China's regulators plan to allow mainland insurers to broaden their investments into areas such as asset-backed securities and infrastructure projects, sources close to the situation said recently.
Chinese insurers held over 1 trillion yuan ($124 billion) in assets by the first half of 2005, according to official data, but the companies are mostly limited to investing in low-yielding government bonds and savings accounts.
The domestic industry, along with the big number of global players operating on the mainland, has lobbied Beijing to relax investment limits so they can chase higher returns and help meet their huge longer-term obligations.
The China Insurance Regulatory Commission (CIRC) recently finished drafting the new rules lifting investment limits, which were circulated to several domestic large insurance companies for feedback, according to sources who had reviewed the drafts.
China Life Insurance Co, Ping An Insurance (Group) Co and China Pacific Insurance Co - the country's three biggest life insurers - were among the firms chosen to be experimental units on the new rules, said one source who works for one of the insurers.
"Beijing gave us the drafts last month and asked us for feedback," said the source, adding he expected the new rules to be launched as soon as next month.
Domestic insurers, who have only recently been able to invest in Chinese stocks, will be able to put their money in new asset-backed securities products and indirectly invest in Chinese infrastructure products, said another industry source in Shanghai who had studied the new rules.
"New rules require that investments on infrastructure projects such as subways, bridges or tunnels have to be made via a third party like a trust company," he said.

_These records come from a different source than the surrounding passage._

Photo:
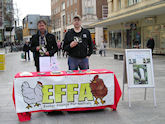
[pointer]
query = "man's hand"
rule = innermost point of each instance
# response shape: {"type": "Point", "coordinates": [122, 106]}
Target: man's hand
{"type": "Point", "coordinates": [73, 44]}
{"type": "Point", "coordinates": [38, 48]}
{"type": "Point", "coordinates": [47, 53]}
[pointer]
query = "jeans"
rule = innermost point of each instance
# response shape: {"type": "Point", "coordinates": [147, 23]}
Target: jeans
{"type": "Point", "coordinates": [74, 63]}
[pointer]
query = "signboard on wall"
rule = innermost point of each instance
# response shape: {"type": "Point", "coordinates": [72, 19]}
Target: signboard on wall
{"type": "Point", "coordinates": [139, 68]}
{"type": "Point", "coordinates": [63, 92]}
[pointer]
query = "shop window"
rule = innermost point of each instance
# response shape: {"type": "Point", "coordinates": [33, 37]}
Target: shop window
{"type": "Point", "coordinates": [115, 39]}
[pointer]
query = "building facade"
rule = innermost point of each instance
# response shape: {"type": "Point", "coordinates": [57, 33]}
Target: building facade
{"type": "Point", "coordinates": [63, 11]}
{"type": "Point", "coordinates": [135, 20]}
{"type": "Point", "coordinates": [30, 25]}
{"type": "Point", "coordinates": [6, 21]}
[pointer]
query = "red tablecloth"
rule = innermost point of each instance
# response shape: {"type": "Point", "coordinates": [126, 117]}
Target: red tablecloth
{"type": "Point", "coordinates": [26, 116]}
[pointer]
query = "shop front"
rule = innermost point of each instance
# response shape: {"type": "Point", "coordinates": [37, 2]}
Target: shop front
{"type": "Point", "coordinates": [157, 32]}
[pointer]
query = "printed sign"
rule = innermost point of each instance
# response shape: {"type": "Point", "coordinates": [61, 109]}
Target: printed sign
{"type": "Point", "coordinates": [63, 92]}
{"type": "Point", "coordinates": [139, 68]}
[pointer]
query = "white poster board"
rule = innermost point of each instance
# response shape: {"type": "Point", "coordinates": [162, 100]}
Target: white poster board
{"type": "Point", "coordinates": [138, 71]}
{"type": "Point", "coordinates": [61, 92]}
{"type": "Point", "coordinates": [48, 63]}
{"type": "Point", "coordinates": [139, 68]}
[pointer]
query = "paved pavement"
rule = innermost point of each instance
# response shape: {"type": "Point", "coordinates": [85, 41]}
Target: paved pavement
{"type": "Point", "coordinates": [141, 111]}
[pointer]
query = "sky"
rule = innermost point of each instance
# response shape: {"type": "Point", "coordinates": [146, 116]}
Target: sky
{"type": "Point", "coordinates": [25, 7]}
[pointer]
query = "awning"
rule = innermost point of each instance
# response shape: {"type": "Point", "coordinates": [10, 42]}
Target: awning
{"type": "Point", "coordinates": [140, 13]}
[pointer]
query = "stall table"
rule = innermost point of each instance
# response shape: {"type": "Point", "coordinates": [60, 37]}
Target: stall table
{"type": "Point", "coordinates": [64, 91]}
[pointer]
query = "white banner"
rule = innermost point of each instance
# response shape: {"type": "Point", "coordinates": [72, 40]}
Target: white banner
{"type": "Point", "coordinates": [63, 92]}
{"type": "Point", "coordinates": [48, 63]}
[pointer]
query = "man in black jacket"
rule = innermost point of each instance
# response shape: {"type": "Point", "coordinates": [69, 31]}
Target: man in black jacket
{"type": "Point", "coordinates": [42, 43]}
{"type": "Point", "coordinates": [78, 44]}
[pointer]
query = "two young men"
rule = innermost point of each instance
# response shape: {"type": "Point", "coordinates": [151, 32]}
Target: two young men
{"type": "Point", "coordinates": [77, 43]}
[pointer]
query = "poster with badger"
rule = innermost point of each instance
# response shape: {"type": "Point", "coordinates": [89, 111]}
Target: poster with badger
{"type": "Point", "coordinates": [139, 68]}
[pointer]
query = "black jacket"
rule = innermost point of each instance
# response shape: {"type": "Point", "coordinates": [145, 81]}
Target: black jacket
{"type": "Point", "coordinates": [83, 49]}
{"type": "Point", "coordinates": [51, 46]}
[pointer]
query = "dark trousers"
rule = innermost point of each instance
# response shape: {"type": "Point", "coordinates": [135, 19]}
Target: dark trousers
{"type": "Point", "coordinates": [75, 63]}
{"type": "Point", "coordinates": [28, 55]}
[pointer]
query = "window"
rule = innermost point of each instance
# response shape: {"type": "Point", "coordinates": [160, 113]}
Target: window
{"type": "Point", "coordinates": [89, 10]}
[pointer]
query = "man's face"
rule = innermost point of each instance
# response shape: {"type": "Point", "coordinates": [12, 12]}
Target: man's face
{"type": "Point", "coordinates": [41, 27]}
{"type": "Point", "coordinates": [77, 23]}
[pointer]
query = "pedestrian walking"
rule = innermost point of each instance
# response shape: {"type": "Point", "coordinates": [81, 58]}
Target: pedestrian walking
{"type": "Point", "coordinates": [151, 44]}
{"type": "Point", "coordinates": [26, 49]}
{"type": "Point", "coordinates": [42, 43]}
{"type": "Point", "coordinates": [79, 46]}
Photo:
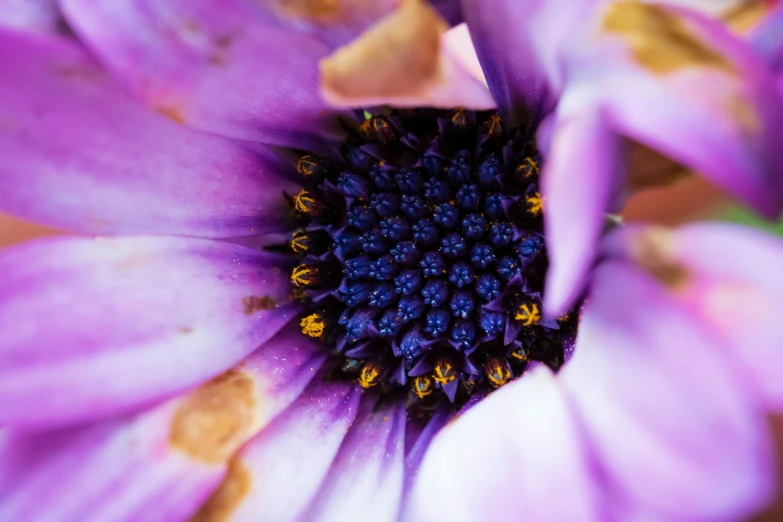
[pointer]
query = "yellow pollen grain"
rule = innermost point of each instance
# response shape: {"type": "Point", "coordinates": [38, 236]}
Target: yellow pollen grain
{"type": "Point", "coordinates": [299, 242]}
{"type": "Point", "coordinates": [535, 203]}
{"type": "Point", "coordinates": [300, 275]}
{"type": "Point", "coordinates": [422, 386]}
{"type": "Point", "coordinates": [659, 40]}
{"type": "Point", "coordinates": [306, 165]}
{"type": "Point", "coordinates": [313, 325]}
{"type": "Point", "coordinates": [444, 373]}
{"type": "Point", "coordinates": [495, 126]}
{"type": "Point", "coordinates": [497, 372]}
{"type": "Point", "coordinates": [528, 314]}
{"type": "Point", "coordinates": [303, 202]}
{"type": "Point", "coordinates": [370, 375]}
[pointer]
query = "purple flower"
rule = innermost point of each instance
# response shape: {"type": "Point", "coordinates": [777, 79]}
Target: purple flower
{"type": "Point", "coordinates": [245, 355]}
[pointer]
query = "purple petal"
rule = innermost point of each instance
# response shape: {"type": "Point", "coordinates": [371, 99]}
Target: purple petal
{"type": "Point", "coordinates": [767, 38]}
{"type": "Point", "coordinates": [715, 110]}
{"type": "Point", "coordinates": [733, 281]}
{"type": "Point", "coordinates": [668, 417]}
{"type": "Point", "coordinates": [214, 63]}
{"type": "Point", "coordinates": [30, 15]}
{"type": "Point", "coordinates": [157, 466]}
{"type": "Point", "coordinates": [283, 467]}
{"type": "Point", "coordinates": [518, 43]}
{"type": "Point", "coordinates": [97, 326]}
{"type": "Point", "coordinates": [80, 155]}
{"type": "Point", "coordinates": [579, 181]}
{"type": "Point", "coordinates": [516, 452]}
{"type": "Point", "coordinates": [367, 474]}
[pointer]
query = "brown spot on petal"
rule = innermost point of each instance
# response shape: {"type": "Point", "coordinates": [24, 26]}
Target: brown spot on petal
{"type": "Point", "coordinates": [253, 303]}
{"type": "Point", "coordinates": [225, 499]}
{"type": "Point", "coordinates": [311, 9]}
{"type": "Point", "coordinates": [743, 17]}
{"type": "Point", "coordinates": [652, 253]}
{"type": "Point", "coordinates": [659, 39]}
{"type": "Point", "coordinates": [399, 56]}
{"type": "Point", "coordinates": [649, 168]}
{"type": "Point", "coordinates": [213, 421]}
{"type": "Point", "coordinates": [172, 113]}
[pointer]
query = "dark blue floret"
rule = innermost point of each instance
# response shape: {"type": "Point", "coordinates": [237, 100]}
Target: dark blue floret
{"type": "Point", "coordinates": [488, 287]}
{"type": "Point", "coordinates": [437, 322]}
{"type": "Point", "coordinates": [353, 186]}
{"type": "Point", "coordinates": [435, 292]}
{"type": "Point", "coordinates": [468, 197]}
{"type": "Point", "coordinates": [425, 232]}
{"type": "Point", "coordinates": [357, 268]}
{"type": "Point", "coordinates": [453, 245]}
{"type": "Point", "coordinates": [462, 304]}
{"type": "Point", "coordinates": [473, 226]}
{"type": "Point", "coordinates": [405, 253]}
{"type": "Point", "coordinates": [413, 207]}
{"type": "Point", "coordinates": [482, 256]}
{"type": "Point", "coordinates": [382, 296]}
{"type": "Point", "coordinates": [411, 307]}
{"type": "Point", "coordinates": [432, 264]}
{"type": "Point", "coordinates": [417, 266]}
{"type": "Point", "coordinates": [373, 242]}
{"type": "Point", "coordinates": [384, 268]}
{"type": "Point", "coordinates": [459, 168]}
{"type": "Point", "coordinates": [408, 281]}
{"type": "Point", "coordinates": [436, 191]}
{"type": "Point", "coordinates": [395, 228]}
{"type": "Point", "coordinates": [460, 274]}
{"type": "Point", "coordinates": [409, 181]}
{"type": "Point", "coordinates": [363, 218]}
{"type": "Point", "coordinates": [501, 233]}
{"type": "Point", "coordinates": [446, 215]}
{"type": "Point", "coordinates": [385, 204]}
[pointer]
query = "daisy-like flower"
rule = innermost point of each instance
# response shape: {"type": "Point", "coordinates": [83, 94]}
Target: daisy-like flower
{"type": "Point", "coordinates": [248, 356]}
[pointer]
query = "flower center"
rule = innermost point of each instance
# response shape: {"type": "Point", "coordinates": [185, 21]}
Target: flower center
{"type": "Point", "coordinates": [421, 254]}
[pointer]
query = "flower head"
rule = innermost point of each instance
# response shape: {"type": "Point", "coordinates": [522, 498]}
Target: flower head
{"type": "Point", "coordinates": [170, 376]}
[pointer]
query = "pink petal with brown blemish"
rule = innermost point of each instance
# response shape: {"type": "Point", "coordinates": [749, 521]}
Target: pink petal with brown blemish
{"type": "Point", "coordinates": [402, 61]}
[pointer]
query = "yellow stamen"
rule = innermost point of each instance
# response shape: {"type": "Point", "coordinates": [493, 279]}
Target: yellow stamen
{"type": "Point", "coordinates": [304, 201]}
{"type": "Point", "coordinates": [299, 242]}
{"type": "Point", "coordinates": [422, 386]}
{"type": "Point", "coordinates": [535, 203]}
{"type": "Point", "coordinates": [313, 325]}
{"type": "Point", "coordinates": [444, 372]}
{"type": "Point", "coordinates": [497, 372]}
{"type": "Point", "coordinates": [301, 275]}
{"type": "Point", "coordinates": [370, 375]}
{"type": "Point", "coordinates": [528, 314]}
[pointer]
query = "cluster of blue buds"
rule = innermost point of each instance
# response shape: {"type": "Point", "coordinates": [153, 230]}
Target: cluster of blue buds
{"type": "Point", "coordinates": [422, 257]}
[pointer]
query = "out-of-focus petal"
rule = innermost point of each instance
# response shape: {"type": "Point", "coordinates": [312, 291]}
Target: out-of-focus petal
{"type": "Point", "coordinates": [276, 475]}
{"type": "Point", "coordinates": [92, 327]}
{"type": "Point", "coordinates": [160, 465]}
{"type": "Point", "coordinates": [366, 477]}
{"type": "Point", "coordinates": [669, 419]}
{"type": "Point", "coordinates": [78, 154]}
{"type": "Point", "coordinates": [30, 15]}
{"type": "Point", "coordinates": [681, 84]}
{"type": "Point", "coordinates": [578, 183]}
{"type": "Point", "coordinates": [402, 61]}
{"type": "Point", "coordinates": [730, 275]}
{"type": "Point", "coordinates": [215, 64]}
{"type": "Point", "coordinates": [516, 453]}
{"type": "Point", "coordinates": [518, 43]}
{"type": "Point", "coordinates": [766, 37]}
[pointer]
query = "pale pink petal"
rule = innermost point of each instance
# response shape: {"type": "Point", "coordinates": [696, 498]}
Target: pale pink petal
{"type": "Point", "coordinates": [516, 455]}
{"type": "Point", "coordinates": [92, 327]}
{"type": "Point", "coordinates": [215, 64]}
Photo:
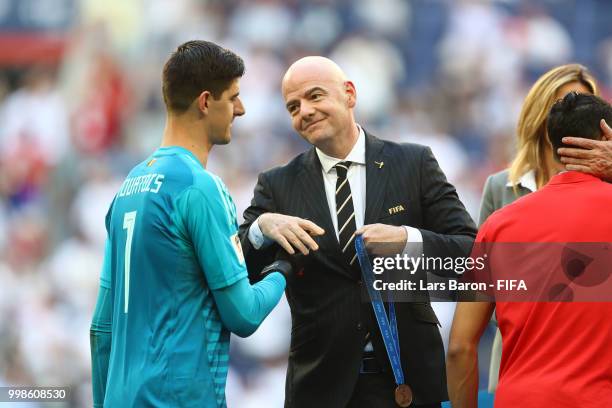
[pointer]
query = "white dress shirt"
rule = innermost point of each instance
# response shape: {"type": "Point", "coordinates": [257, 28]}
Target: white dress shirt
{"type": "Point", "coordinates": [357, 180]}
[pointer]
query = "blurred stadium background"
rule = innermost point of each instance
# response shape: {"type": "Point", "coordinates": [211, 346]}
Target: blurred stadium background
{"type": "Point", "coordinates": [80, 104]}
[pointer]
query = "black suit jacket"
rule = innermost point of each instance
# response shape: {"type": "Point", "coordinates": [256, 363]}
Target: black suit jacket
{"type": "Point", "coordinates": [330, 315]}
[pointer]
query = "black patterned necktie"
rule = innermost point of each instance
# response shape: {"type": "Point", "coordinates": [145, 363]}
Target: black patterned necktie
{"type": "Point", "coordinates": [345, 213]}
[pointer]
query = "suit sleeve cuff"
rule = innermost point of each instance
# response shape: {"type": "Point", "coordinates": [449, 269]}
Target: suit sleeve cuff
{"type": "Point", "coordinates": [414, 242]}
{"type": "Point", "coordinates": [256, 237]}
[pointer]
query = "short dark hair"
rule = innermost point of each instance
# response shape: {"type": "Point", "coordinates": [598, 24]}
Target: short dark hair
{"type": "Point", "coordinates": [577, 115]}
{"type": "Point", "coordinates": [198, 66]}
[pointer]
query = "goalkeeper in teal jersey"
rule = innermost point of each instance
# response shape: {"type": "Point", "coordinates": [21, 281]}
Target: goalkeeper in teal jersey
{"type": "Point", "coordinates": [174, 282]}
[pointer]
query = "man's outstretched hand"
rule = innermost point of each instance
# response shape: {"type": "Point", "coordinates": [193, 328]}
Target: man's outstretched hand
{"type": "Point", "coordinates": [289, 232]}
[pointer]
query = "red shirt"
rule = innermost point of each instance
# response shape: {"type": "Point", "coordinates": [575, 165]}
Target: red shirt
{"type": "Point", "coordinates": [555, 354]}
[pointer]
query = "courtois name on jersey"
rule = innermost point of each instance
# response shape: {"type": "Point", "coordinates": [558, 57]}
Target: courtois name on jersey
{"type": "Point", "coordinates": [150, 183]}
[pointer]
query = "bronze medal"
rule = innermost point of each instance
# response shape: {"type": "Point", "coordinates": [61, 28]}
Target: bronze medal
{"type": "Point", "coordinates": [403, 395]}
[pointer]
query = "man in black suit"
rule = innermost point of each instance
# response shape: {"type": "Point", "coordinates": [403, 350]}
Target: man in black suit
{"type": "Point", "coordinates": [351, 183]}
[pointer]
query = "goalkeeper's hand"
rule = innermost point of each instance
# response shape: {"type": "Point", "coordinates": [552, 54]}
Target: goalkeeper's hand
{"type": "Point", "coordinates": [285, 263]}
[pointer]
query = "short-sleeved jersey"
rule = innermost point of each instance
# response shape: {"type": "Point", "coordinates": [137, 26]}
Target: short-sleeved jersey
{"type": "Point", "coordinates": [555, 354]}
{"type": "Point", "coordinates": [173, 238]}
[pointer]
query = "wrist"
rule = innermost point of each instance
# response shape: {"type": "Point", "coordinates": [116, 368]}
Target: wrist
{"type": "Point", "coordinates": [282, 266]}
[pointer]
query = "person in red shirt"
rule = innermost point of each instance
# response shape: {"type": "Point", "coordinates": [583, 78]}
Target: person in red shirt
{"type": "Point", "coordinates": [554, 354]}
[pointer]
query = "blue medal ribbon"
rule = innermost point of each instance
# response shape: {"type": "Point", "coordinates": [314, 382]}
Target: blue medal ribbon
{"type": "Point", "coordinates": [388, 326]}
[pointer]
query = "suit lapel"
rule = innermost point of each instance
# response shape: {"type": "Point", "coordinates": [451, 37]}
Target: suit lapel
{"type": "Point", "coordinates": [376, 178]}
{"type": "Point", "coordinates": [313, 194]}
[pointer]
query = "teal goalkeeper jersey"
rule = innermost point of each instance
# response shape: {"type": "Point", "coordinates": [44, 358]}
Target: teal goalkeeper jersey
{"type": "Point", "coordinates": [173, 237]}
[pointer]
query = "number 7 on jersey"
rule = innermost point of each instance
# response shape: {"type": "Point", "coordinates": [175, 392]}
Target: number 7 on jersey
{"type": "Point", "coordinates": [129, 219]}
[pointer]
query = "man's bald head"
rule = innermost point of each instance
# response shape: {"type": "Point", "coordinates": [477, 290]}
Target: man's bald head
{"type": "Point", "coordinates": [313, 68]}
{"type": "Point", "coordinates": [320, 100]}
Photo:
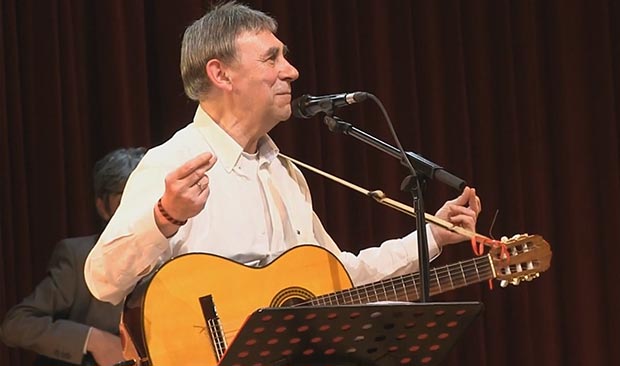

China Construction Bank is awaiting final approval to issue about $371 million of the country's first asset-backed securities product offered by a domestic lender.
Besides potential new investments on infrastructure and equity, regulators are also considering allowing some local insurers the right to trade in the country's fledgling financial derivatives markets, including forex risk hedging products, sources said.
"But such new investments will carry limits restricting insurers to only investing between 10 percent and 20 percent of their total assets," said the source with one of the top three insurers.
Life insurance premiums in China have reached a record 246 billion yuan ($30.4 billion) in the first eight months of the year, according to regulatory statistics.
Insurers are mostly limited to investing those premiums in domestic capital markets, with limits on how much they can put in to each type of asset class.
For example, each insurer is limited to investing up to 5 percent of total assets in China's stock market.
There has been some easing on overseas investments. Earlier this month, CIRC official Sun Jiayong told Reuters that all qualified insurers in China were now allowed to invest abroad "in principle".
China Life, the country's largest life insurer, was granted special permission to invest in Construction Bank's $8 billion initial public offering last month.